We’ll should have a fix for this in a future version of CryoSPARC, but in the mean time you could try disabling batched-memory deallocation by adding the following line to cryosparc_worker/config.sh:
export NUMBA_CUDA_MAX_PENDING_DEALLOCS_COUNT=0
Let me know if you get a chance to try this and it works for you.
@AlexHouser I am not sure whether the same fix will apply to you; based on the text, the error appears to be coming from a different place that is correctly managed. We are still investigating other memory usage changes in v4.4.
I am using CS4.4.1. I tried adding the above mentioned line in the cryosparc_worker/config.sh. But the problem did not solved, showing up same as mentioned by @olibclarke.

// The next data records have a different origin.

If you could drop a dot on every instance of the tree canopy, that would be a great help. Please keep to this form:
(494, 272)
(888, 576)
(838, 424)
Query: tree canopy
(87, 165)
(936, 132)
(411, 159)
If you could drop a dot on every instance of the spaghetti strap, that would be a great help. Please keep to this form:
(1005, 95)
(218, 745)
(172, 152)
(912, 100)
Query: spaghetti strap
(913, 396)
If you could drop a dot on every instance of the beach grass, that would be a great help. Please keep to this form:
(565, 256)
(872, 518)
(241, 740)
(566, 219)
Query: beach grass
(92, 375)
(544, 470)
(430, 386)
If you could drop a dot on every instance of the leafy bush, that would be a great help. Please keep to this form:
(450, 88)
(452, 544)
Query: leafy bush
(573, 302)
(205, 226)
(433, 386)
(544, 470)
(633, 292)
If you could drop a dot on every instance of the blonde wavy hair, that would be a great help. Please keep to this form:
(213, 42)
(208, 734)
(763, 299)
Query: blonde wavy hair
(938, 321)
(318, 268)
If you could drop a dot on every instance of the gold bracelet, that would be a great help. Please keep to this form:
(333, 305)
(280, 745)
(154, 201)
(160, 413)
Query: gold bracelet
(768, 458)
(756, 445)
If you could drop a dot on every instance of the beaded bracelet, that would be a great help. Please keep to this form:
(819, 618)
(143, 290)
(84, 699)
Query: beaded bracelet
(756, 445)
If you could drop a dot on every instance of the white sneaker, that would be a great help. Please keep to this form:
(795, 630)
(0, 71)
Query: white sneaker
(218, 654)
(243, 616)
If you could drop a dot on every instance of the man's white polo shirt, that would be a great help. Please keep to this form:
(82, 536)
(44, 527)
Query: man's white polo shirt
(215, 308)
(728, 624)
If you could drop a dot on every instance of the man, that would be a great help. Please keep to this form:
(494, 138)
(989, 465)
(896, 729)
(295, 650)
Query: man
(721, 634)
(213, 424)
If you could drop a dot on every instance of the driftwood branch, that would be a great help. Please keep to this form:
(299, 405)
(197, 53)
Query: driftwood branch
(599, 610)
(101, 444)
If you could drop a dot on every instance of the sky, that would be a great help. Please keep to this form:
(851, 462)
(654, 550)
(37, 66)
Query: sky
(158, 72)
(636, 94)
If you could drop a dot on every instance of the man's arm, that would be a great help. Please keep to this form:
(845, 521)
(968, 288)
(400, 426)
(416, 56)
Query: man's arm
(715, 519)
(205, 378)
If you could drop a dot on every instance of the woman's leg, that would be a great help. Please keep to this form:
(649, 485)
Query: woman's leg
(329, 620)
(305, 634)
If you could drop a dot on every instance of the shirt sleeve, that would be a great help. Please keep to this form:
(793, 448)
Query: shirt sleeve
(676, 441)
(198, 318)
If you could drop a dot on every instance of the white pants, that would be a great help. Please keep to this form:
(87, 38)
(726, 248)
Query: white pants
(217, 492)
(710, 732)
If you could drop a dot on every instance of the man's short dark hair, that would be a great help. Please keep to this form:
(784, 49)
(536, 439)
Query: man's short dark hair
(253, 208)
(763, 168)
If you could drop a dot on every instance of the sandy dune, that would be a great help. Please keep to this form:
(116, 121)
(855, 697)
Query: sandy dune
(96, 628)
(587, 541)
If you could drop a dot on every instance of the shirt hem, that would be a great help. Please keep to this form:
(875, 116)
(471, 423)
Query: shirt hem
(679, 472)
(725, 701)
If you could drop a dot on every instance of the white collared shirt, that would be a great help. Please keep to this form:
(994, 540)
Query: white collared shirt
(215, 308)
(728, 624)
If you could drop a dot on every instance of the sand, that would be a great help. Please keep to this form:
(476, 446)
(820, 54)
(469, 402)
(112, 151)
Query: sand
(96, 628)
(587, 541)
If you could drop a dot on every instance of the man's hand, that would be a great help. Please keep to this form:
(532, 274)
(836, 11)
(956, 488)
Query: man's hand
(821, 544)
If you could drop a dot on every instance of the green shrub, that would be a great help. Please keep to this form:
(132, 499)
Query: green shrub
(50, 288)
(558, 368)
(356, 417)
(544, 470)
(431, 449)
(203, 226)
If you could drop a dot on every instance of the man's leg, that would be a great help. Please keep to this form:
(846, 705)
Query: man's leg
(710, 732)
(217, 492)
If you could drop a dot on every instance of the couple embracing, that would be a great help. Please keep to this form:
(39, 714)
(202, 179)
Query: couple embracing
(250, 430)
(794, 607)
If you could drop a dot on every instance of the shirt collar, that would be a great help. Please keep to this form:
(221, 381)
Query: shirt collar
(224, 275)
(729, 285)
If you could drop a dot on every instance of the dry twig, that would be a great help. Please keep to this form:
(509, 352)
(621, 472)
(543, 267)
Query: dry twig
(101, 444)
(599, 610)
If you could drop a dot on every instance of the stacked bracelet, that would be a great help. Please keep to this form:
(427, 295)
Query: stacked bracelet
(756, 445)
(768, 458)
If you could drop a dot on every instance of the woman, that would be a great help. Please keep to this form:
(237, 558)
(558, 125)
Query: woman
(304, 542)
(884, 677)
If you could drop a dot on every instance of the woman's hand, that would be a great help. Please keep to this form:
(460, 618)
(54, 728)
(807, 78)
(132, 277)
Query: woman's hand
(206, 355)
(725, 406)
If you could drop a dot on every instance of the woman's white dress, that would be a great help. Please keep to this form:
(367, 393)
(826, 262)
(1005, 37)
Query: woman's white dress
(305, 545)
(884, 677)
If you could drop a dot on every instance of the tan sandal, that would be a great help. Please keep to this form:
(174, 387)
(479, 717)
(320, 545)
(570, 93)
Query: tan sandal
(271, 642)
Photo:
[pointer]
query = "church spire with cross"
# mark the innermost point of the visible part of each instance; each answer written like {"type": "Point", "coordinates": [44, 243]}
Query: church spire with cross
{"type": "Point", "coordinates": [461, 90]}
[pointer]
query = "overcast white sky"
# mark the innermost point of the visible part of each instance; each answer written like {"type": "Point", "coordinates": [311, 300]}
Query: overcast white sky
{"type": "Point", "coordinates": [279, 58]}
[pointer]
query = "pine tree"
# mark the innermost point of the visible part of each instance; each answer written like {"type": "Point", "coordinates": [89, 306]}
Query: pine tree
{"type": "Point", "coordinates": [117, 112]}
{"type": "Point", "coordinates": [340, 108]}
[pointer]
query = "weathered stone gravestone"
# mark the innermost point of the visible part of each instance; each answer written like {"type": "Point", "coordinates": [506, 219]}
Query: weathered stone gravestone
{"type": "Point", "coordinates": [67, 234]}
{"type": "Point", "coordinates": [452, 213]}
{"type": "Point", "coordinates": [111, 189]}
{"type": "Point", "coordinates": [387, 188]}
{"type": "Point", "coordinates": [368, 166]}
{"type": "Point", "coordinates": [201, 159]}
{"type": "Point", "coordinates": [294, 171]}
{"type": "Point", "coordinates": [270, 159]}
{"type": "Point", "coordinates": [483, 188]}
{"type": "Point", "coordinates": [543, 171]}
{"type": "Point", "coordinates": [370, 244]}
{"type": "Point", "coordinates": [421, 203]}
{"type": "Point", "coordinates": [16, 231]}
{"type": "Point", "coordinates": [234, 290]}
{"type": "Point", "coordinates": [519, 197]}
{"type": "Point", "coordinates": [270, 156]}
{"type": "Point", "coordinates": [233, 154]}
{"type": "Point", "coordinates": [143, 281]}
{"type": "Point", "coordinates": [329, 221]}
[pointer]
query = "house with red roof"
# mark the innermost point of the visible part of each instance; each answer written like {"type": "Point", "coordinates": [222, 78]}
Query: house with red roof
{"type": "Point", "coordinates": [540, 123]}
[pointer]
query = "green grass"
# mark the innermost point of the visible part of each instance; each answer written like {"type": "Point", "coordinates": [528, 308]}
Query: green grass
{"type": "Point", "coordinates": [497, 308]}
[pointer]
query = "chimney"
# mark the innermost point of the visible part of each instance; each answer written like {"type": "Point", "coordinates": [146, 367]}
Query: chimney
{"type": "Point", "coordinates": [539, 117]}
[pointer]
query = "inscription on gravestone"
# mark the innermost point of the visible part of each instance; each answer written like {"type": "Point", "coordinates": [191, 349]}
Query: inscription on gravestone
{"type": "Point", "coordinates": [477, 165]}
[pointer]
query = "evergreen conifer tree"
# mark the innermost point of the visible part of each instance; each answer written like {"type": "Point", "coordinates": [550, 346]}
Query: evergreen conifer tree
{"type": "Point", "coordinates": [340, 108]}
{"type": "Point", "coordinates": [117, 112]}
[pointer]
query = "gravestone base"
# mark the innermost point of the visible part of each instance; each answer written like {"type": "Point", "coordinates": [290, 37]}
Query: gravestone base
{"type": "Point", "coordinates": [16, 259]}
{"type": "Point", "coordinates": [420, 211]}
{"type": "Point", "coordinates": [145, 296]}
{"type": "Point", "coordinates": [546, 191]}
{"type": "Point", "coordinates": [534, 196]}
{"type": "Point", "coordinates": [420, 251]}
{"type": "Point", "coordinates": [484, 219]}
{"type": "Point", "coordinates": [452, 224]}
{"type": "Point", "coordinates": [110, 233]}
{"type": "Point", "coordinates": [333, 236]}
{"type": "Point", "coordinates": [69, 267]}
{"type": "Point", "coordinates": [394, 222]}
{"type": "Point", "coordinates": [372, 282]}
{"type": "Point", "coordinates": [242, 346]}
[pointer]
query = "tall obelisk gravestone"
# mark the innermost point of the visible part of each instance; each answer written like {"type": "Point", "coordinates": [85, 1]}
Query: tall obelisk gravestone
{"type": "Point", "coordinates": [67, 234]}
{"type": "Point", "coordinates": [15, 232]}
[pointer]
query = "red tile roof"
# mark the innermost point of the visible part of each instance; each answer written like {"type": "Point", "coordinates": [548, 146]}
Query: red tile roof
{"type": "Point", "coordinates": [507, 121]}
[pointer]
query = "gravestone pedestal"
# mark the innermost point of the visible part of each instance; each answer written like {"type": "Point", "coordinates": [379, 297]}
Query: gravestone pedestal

Thank you for your reply. After reading this thread, I realized that, I am using GPU with 8 GB VRAM. I used the same patch correction job by using F-crop = 1/4, and it worked for me. In this also, I noticed that both of my GPUs were full in use. After reading some suggestion above, that patch motion correction is working fine in CS v4.3.1 or below. Is it better for me to rollback to CS v4.3.1 for my set of hardware configurations or else I have to use the F-crop =1/4? I have attached the nvidia-smi output below:
Adding that line to cryosparc_work/config.sh did not fix it for us either. Interestingly we are no longer able to fix it with Fourier cropping, low memory mode, and overriding knots during Patch Motion correction for our latest data set collected. We ended up having to roll back to v4.3.1.